Related Science Fiction subgenres
Scientific Romance. The Romantic movement spurred the creation of Gothic literature and so Gothic Sci Fi and Scientific Romance share several characteristics like using scientific speculations as a basis for story.
Science Fantasy. The Gothic tradition uses many characteristics typical of Fantasy--magic, the supernatural, castles--so there is some degree of overlap between the two sub-genres, but Gothic Sci Fi tends to be darker.
Cyberpunk. Cyberpunk is filled with dark stories embodying the sense of decay and often fear. Cyberpunk worlds have a similar atmosphere as Gothic Sci Fil, dark, ominous, and melancholic.
Literary. Gothic often evokes literary conventions and in some cases might strive to be a literary work completely, wrapped in the trappings of science fiction.
SciFi Horror. This subgenre might include Gothic elements (horror, creepiness, atmosphere, etc).

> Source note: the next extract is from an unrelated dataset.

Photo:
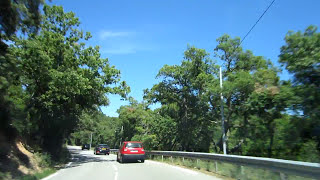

Gothic Science Fiction isn't for you if
If you prefer your Sci Fi to be about a completely rational and nameable universe. If you find the coalescing of the supernatural and the rational more absurd than engaging.
- 1 Frankenstein
By Mary Shelley. Arguably the first Sci Fi novel and one that is also very much part of the Gothic tradition.
- 2 Rogue Moon
By Algis Budry. A novel that makes the reader confront death.
- 3 I Am Legend
By Richard Matheson . One of the first to make vampirism or zombies have a scientific origin with plenty of medical inquiry and rational causation provided.
- 4 The Coldfire Trilogy
By C.S. Friedman. A mix of science, aliens, and magic taking place on another planet.
- 5 The Strange Case of Dr. Jekyll and Mr. Hyde
By Robert Louis Stevenson. A dark story that touches on morality, psychology, and scientific physical transformation.
- 6 Cthulhu Mythos
By H.P. Lovecraft. These stories embody the horror aspect of the Gothic tradition while embracing Sci Fi elements like other dimensions and aliens.
- 7 Lytton The Coming Race
By Edward Bulwer A utopia, an underground lost world with a society that revolves around an electromagnetic power source that fuels flying machines and telepathy.
- 8 The Tommyknockers
By Stephen King. A Gothic horror story with a Sci Fi bend: mystery, alien space craft, and technology that comes alive.
- 9 The Wolfen
By Whitley Strieber. A plausible and scientific explanation for creatures similar to werewolves set in decaying city.
- 10 The Great Book of Amber
By Robert Zelazny. A 10 book chronicle--these stories combine other worlds, magical elements, mystery, shadow, and science.